Não que muita gente tenha notado, mas este blogueiro não morreu. Há uma semana estou circulando pelos Estados Unidos, numa investigação jornalística sobre os futuros possíveis da humanidade. Afiguram-se dois por aqui: O Futuro que Queremos e o futuro que teremos.
O Futuro que Queremos (assim mesmo, com caixa alta) é o nome do documento-síntese da Rio +20, que em tese verá nesta sexta-feira, aqui em Nova York, a conclusão de seu Rascunho Um, que passará ainda por uma rodada de negociações no Rio de Janeiro antes de ser adotado pelos chefes de Estado (97 confirmados até o momento, segundo me informou ontem o embaixador André Corrêa do Lago, negociador-chefe do Brasil) em 22 de junho.
Antes de vir para Nova York, porém, andei pelo interior do Estado e pela Pensilvânia, onde está em pleno andamento o futuro que teremos: investimentos gigantescos estão sendo feitos na região para a exploração de gás natural (e, no futuro, petróleo) não convencional num tipo de rocha sedimentar conhecido como folhelho.
Inacessíveis até uma década atrás, as reservas de gás de folhelho (chamado em português “gás de xisto”, por razões que desafiam minha compreensão geológica) tiveram um boom graças ao desenvolvimento de uma nova tecnologia de perfuração. Mas isso é assunto para depois.
O que fica chocante e pedagogicamente claro é o abismo que separa as (lentas) discussões diplomáticas na sede da ONU sobre o rumo da economia no futuro daquilo que a própria economia acha que é a economia do futuro.
No Futuro que Queremos, para começar, não há acordo sobre a cara da economia do futuro. Sabe-se que ela deverá ser “verde”, mas os critérios para definir “verde” foram expurgados do texto, cortesia de China e Índia.
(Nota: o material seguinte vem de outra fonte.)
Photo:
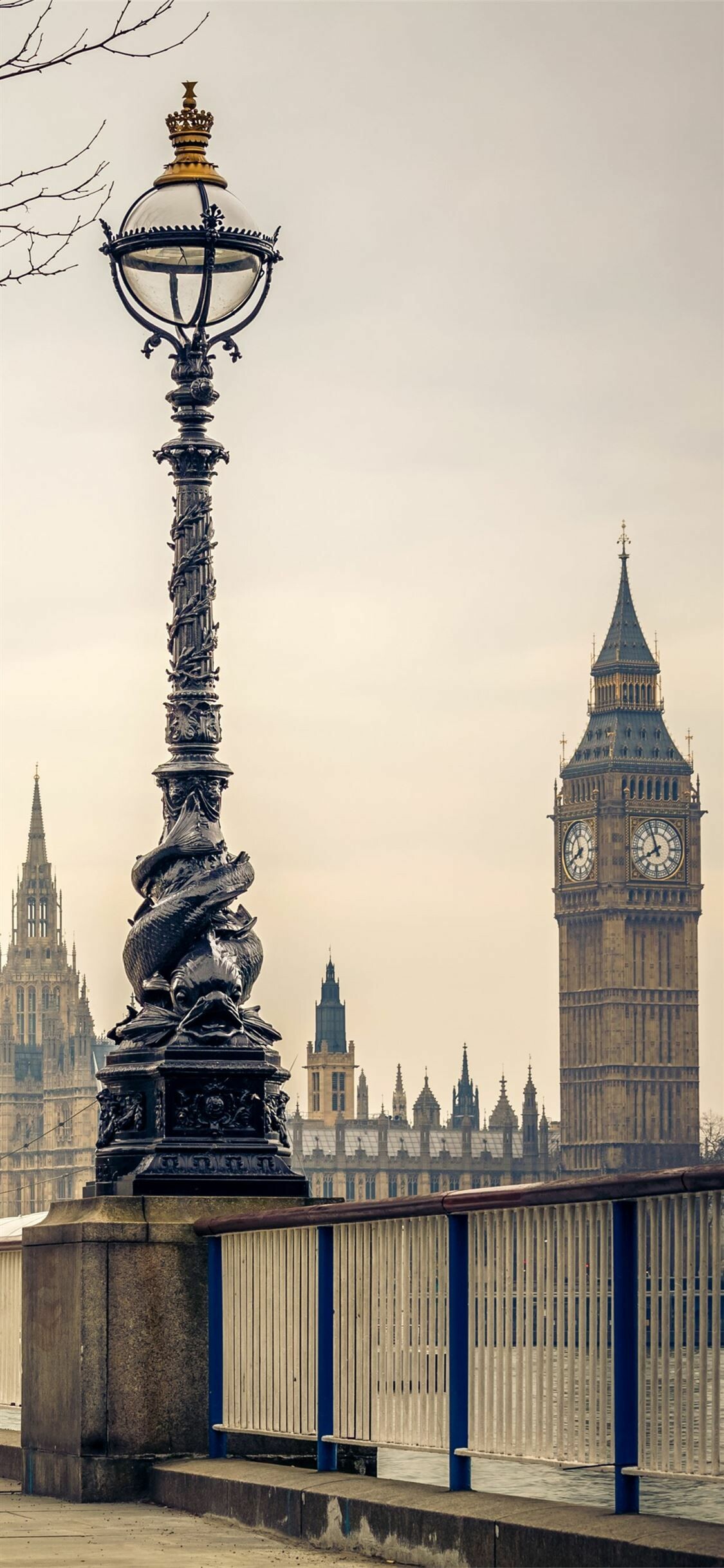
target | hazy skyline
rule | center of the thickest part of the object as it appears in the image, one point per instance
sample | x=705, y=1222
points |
x=496, y=333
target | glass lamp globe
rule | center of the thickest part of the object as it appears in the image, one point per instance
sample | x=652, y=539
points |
x=165, y=270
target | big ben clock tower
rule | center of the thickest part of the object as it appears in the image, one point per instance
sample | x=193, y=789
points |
x=627, y=902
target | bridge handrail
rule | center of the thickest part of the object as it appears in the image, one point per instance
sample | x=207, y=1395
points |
x=589, y=1189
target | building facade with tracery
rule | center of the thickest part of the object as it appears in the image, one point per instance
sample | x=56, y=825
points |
x=348, y=1153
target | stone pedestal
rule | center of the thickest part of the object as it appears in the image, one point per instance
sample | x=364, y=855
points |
x=115, y=1341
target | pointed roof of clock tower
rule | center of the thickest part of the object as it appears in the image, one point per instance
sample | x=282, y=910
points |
x=624, y=645
x=626, y=725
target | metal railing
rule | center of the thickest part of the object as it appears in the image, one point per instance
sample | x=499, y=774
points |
x=10, y=1325
x=577, y=1322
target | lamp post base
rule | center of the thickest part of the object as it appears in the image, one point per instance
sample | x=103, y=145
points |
x=195, y=1121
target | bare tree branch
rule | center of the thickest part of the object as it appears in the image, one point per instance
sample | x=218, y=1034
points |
x=24, y=62
x=41, y=267
x=40, y=245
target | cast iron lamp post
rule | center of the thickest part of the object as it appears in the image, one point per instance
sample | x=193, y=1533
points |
x=193, y=1088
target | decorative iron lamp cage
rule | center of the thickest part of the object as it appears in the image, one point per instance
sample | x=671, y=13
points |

Nas salas de conferência do UN Plaza, delegados de 190 países são capazes de passar meia hora discutindo a linguagem de dois períodos em um parágrafo (isso ninguém me contou, eu vi) e se devem ou não prever a duplicação de energias renováveis na matriz mundial nos próximos 20 anos.
No futuro que teremos, o dinheiro de verdade – aquele movimentado pelos brancos de olhos azuis de Wall Street – é despejado aos borbotões para alavancar empresas como a Cheaspeake Energy e a Cabot Oil and Gas para operar a pleno vapor mais energia fóssil nos próximos 20 anos.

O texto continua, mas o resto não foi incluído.